Lo único que tenía que hacer ella, con su aspecto nórdico y su cabello rubio, era meterse en una cabina telefónica dentro del aeropuerto y, con una radio de onda corta en un oído y el teléfono en el otro, transmitir las instrucciones de vuelo de la torre de control a los chicos apostados en el tejado. Era lo que estaba haciendo cuando la abordó un grupo de agentes israelíes, momento en que finalizó su contribución a la operación. El avión de El Al, prevenido de antemano, ya había llegado vacío, con la excepción de los captores de Brigitte, y había regresado a Tel Aviv con la activista encadenada al suelo de la cabina. Acerca del destino de los chicos del tejado, sólo supe vaguedades. Mi coronel del Shin Bet me aseguró que ya se habían encargado de ellos, pero no me especificó cómo y a mí no me pareció apropiado preguntar. Se suponía que me estaban concediendo un privilegio poco frecuente, gracias a los buenos oficios del general Shlomo Gazit, apreciado conocido mío, que hasta poco tiempo antes había sido jefe de la inteligencia militar de Israel.
A esas alturas, Brigitte estaba en manos israelíes, pero me habían advertido que era esencial que la operación se mantuviera en secreto.

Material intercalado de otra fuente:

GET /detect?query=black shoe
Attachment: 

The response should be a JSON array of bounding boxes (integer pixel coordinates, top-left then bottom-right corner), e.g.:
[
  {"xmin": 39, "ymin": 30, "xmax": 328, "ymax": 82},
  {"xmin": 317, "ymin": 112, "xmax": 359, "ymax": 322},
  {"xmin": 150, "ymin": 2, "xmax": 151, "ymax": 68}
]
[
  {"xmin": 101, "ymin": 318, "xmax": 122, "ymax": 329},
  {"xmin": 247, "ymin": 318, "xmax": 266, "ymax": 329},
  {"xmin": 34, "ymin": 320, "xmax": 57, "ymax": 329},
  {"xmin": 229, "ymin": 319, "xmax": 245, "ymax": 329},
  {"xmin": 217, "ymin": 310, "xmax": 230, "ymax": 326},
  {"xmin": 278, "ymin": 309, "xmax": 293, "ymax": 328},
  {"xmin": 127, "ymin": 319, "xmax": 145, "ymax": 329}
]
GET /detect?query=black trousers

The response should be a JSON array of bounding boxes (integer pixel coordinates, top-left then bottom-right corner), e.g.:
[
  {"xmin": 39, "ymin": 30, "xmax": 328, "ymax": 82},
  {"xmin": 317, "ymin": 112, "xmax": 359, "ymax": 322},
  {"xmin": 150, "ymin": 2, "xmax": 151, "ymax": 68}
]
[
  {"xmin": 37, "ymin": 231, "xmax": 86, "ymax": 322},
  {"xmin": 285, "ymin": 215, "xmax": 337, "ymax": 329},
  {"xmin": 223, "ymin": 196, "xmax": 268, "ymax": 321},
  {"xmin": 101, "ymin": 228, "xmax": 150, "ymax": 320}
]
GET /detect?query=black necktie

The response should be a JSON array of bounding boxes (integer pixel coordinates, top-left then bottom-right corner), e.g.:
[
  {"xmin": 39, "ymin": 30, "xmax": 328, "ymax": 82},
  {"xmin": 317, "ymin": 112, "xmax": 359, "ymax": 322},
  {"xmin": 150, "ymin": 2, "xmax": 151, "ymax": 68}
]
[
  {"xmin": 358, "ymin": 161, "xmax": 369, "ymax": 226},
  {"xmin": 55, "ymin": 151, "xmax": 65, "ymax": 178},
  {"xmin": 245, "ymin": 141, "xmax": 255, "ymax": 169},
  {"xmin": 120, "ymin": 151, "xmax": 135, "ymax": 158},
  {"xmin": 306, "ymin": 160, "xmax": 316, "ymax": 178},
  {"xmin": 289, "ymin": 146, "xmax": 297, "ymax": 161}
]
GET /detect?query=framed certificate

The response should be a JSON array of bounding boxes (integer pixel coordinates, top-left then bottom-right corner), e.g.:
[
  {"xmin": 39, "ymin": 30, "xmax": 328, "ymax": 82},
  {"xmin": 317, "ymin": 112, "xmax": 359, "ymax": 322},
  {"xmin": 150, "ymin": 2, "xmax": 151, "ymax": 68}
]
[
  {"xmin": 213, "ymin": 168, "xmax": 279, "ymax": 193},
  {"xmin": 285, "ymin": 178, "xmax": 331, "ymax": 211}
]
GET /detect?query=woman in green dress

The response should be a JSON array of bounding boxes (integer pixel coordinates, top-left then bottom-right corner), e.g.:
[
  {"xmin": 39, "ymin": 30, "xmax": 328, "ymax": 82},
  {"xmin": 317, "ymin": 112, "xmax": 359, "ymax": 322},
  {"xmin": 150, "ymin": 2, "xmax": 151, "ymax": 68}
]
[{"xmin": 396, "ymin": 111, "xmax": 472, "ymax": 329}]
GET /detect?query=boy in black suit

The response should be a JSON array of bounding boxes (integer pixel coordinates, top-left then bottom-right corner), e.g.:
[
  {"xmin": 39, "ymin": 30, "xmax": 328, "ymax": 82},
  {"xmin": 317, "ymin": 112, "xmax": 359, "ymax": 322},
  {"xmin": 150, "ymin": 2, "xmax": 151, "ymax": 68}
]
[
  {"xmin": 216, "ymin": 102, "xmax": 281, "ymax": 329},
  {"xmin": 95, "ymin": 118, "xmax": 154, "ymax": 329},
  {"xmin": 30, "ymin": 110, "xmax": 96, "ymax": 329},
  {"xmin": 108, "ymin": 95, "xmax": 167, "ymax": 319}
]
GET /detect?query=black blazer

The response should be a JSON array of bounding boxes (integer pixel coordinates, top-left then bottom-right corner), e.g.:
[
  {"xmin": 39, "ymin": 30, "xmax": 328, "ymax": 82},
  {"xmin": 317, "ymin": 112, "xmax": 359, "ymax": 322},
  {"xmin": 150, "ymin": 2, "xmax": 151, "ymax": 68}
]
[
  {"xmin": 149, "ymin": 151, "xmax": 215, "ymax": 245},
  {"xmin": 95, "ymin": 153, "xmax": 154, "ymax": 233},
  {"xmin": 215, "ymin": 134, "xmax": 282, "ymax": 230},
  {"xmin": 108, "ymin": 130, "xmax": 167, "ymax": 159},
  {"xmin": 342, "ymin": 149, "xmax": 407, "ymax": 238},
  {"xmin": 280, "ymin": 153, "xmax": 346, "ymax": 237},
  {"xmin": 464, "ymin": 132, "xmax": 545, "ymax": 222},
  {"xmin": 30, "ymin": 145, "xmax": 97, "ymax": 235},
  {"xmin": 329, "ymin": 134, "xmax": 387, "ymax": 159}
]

Las autoridades kenianas habían colaborado con las israelíes, pero no tenían ningún interés en alimentar la susceptibilidad musulmana en su territorio, y los israelíes no querían poner en peligro a sus fuentes ni causar un problema a un valioso aliado. Me llevaron a visitar a la prisionera, en el sobreentendido de que yo no escribiría sobre ella mientras no dispusiera de autorización israelí. Y como hasta ese momento —según me habían dicho— seguían negando tanto a sus padres como al gobierno alemán que conocieran su paradero, yo sabía que probablemente tendría que esperar bastante. Pero eso no me preocupaba en exceso. Estaba a punto de presentarle a mi ficticia Charlie al tipo de gente con la que tendría que codearse si conseguía infiltrarse en la célula terrorista palestina-germano-occidental para la que se estaba preparando. Si yo tenía suerte, Charlie recibiría de labios de Brigitte las primeras lecciones sobre teoría y práctica del terrorismo.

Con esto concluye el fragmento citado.